Minggu, 31 Oktober 2010

How To Trade The Ladder Bottom

Commodity Trading Trend Identified with Candlestick Reversal Signals

A commodity trading trend incorporates elements that make commodity trading easier than stocks. A commodity trading trend usually moves with more consistency than that of a stock trend. The reason is very simple. A commodity trading trend is usually influenced by very few factors. These factors are usually supply and demand or weather. Candlestick signals clearly define when investor sentiment is reversing in a commodity trading trend. Keep in mind, the candlestick signals were successfully developed in the most basic of commodity, RICE.

Stock trends are influenced by many factors not directly related to the stock price itself. The market movement in general, interest rates, crude oil prices, and many other outside influences can change the direction of a stock price. A commodity trading trend is directly influenced by demand outpacing supply or vice versa. The demand versus supply can be clearly illustrated by the reversal signals in candlestick signals. Investor sentiment is directly affected by price. Candlestick signals become a very strong indicator for illustrating when investors anticipate the price is now meeting the demand requirement. This change of investor sentiment creates clear candlestick reversal signals. A commodity trading trend will show the same investor changes repeatedly.

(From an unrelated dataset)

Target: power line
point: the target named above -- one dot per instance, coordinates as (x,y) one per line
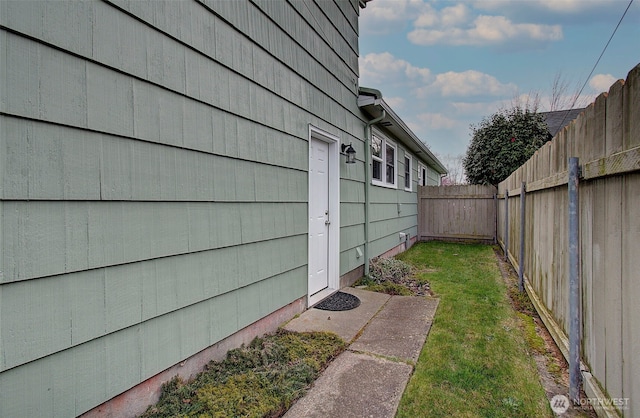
(597,62)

Learn to recognize the candlestick signals. It becomes extremely useful to have this knowledge for recognizing a change in a commodity trading trend as well as a stock trading trend. Although a stock trading trend may be more difficult to read as far as consistency, the candlestick signals still produce a high probability trend analysis. Each signal has been fully analyzed by Japanese Rice traders for centuries. This is the purest form of statistical analysis. The benefit of the candlestick signals is that they are actual working signals that have been utilized successfully. Having the knowledge that is incorporated in each of the reversal signals provide the investor with a huge advantage for trend analysis. An example of a trend reversal is outlined below in the "ladder bottom'.

LADDER BOTTOM



Description

The downtrend is finishing with four consecutive black candles, each closing lower than the previous day. The fourth day is different. It opens and trades higher during the day, even though it closes the day on the low. The next day opens higher than the open of the previous day, a gap up, and continues to head up all day. The final day of the signal closes higher than the trading range of the past three days.

Criteria

1. Like the Three Black Crows pattern, the beginning of the signal has three black candle days, each with lower opens and locses of the previous day.
2. The fourth day resembles a reverse hammer, opening, then trading up during the day before closing on its low.
3. The final day opens above the open of the previous day open, a gap up and continues upward for the rest of the day, a Kicker-type pattern. It finally closes above the trading range of the previous three days.

Pattern Pasychology

After a strong downtrend has been in effect for a while, there is a day when prices ty to climb back up to the previous day's high. This gets the bears attention even though it closes on the low that day. When it opens up much higher the next day, the bears start scrambling to cover and the bulls start taking control. If volume increases noticeably on the final day, that will be a good indication that the bulls and the bears have exchanged their positioning.